De Roma a Madri, a instabilidade avança na União Europeia, com o crescimento dos populistas e tensões com os Estados Unidos – seu aliado histórico -, que paradoxalmente poderia fazer com que o Velho Continente recuperasse a unidade, segundo especialistas.

A União Europeia (UE) “me lembra alguém que está à beira do precipício e, inclusive, um pouquinho mais além. Os dedos dos pés já estão no vazio”, disse esta semana em Berlim o ex-ministro alemão das Relações Exteriores Joschka Fischer.

A UE dos tratados, da integração, está sacudida seja pelas crises políticas que derrubam ou fragilizam governos, seja por eleitores que dão poder a dirigentes antissistema.

Sem esquecer os mercados financeiros, que miram febrilmente cada evolução e suas potenciais consequências financeiras, em particular na Itália, país fundador do euro e muito endividado.

Na Espanha, o governo conservador de Mariano Rajoy caiu nesta sexta-feira (1). Na Grã-Bretanha, o governo de Theresa May, que gere o Brexit, se mantém somente graças a uma aliança, assim como o da chanceler alemã Angela Merkel, embora em menor medida.

Em vários países, os eleitores dão o poder a governos populistas, antissistema, ou que denunciam o liberalismo político, econômico, migratório, que marcaram o rumo da construção europeia das últimas décadas.

– ‘Família disfuncional’ –

“A Itália sofre uma crise nervosa, a Espanha está lastrada por seus problemas internos, a Polônia protesta com força, a Grã-Bretanha se vai, e a Alemanha está recostada no sofá. É uma família disfuncional”, ironizou esta semana no Guardian o historiador britânico Timothy Garton Ash.

“A UE está diante de uma crise histórica de sua construção”, considerou Emanuelle Reungoat, professora de Ciências Políticas na Universidade de Montpellier, no sul da França.

A crise grega levou a zona do euro à beira do abismo, mas hoje o problema é mais político, com elites desestabilizadas pelo crescente descontentamento da população, e que parecem sedadas, pouco prontas para agir.

“Neste cenário muito degradado, o motor franco-alemão não se acendeu”, considerou Sébastien Maillard, do Instituto Jacques Delors. “Não existe dinâmica, nenhum alento, não há cumplicidade” entre um Emmanuel Macron que diz ter grandes ambições e Angela Merkel, que começa seu quarto mandato assentada sobre uma maioria de coalizão e reticente a se lançar em uma maior integração europeia se isso implicar finanças alemãs.
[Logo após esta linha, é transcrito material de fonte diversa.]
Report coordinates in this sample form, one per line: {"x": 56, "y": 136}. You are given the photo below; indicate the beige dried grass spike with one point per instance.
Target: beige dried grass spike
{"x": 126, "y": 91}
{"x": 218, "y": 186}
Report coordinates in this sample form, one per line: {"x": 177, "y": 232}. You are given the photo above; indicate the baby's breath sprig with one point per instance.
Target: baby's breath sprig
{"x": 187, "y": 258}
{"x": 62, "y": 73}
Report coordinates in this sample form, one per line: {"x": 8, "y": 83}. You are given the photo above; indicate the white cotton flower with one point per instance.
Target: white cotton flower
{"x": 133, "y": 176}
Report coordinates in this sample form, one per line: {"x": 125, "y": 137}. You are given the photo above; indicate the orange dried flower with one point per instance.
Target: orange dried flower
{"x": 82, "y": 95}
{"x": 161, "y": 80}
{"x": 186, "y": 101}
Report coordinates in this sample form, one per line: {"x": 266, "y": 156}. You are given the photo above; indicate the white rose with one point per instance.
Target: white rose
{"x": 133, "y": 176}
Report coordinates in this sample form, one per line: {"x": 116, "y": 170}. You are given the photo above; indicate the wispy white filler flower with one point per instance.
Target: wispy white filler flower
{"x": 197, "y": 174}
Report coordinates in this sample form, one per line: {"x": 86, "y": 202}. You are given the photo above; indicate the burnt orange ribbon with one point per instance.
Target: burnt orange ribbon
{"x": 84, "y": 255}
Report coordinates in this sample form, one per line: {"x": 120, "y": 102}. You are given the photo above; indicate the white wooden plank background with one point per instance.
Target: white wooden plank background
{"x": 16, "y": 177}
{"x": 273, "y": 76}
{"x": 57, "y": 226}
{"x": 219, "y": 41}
“Merkel está enfraquecida, Macron está sozinho” se movendo para levar adiante seu projeto, observa Pascale Joannin, diretora-geral da Fundação Robert Schuman.

E a chegada ao poder em Roma de uma coalizão entre um partido de extrema direita e uma formação antissistema ameaça complicar ainda mais a agenda europeia, privando Macron de um aliado nos conclaves comunitários.

– Trump unificará a UE? –

“Talvez a Itália seja o último prego no caixão das reformas de Macron”, segundo John Springford, do londrino Centre for European Reform.

Para Maillard, a coalizão italiana, puxada por suas próprias visões, não ameaça tanto bloquear a política europeia. “Não são as mesas viradas”, mas as “cadeiras vazias” nas reuniões europeias, o que impossibilitaria a tomada de decisões.

Mas, paradoxalmente, um rosto deste grupo populista poderia permitir à UE retomar suas convicções. O presidente americano, Donald Trump, ao quebrar todos os códigos em vigor e ao declarar guerra comercial à UE, poderia dar um empurrãozinho.

“Talvez Trump conseguirá fazer o que ninguém conseguiu até agora: unir os europeus. Merkel se posicionou” para denunciar as tarifas impostas por Washington, destaca Joannin.

“Obriga a ter uma posição comum, pode funcionar se a cooperação franco-alemã se sair bem”, considera Maillard.

Mas inclusive se os governos conseguirem se mobilizar novamente diante de Trump, não terão resolvido o problema de fundo, resume Reungoat: “a falta de adaptação crescente entre a demanda dos cidadãos e a oferta política”.

A respeito, as próximas eleições europeias de 2019 serão importantes. “Sentimos que são desenhadas duas Europas, a de Macron e a de (Viktor) Orban”, o dirigente húngaro que resume nele as correntes políticas opostas à construção europeia tal como aconteceu até agora.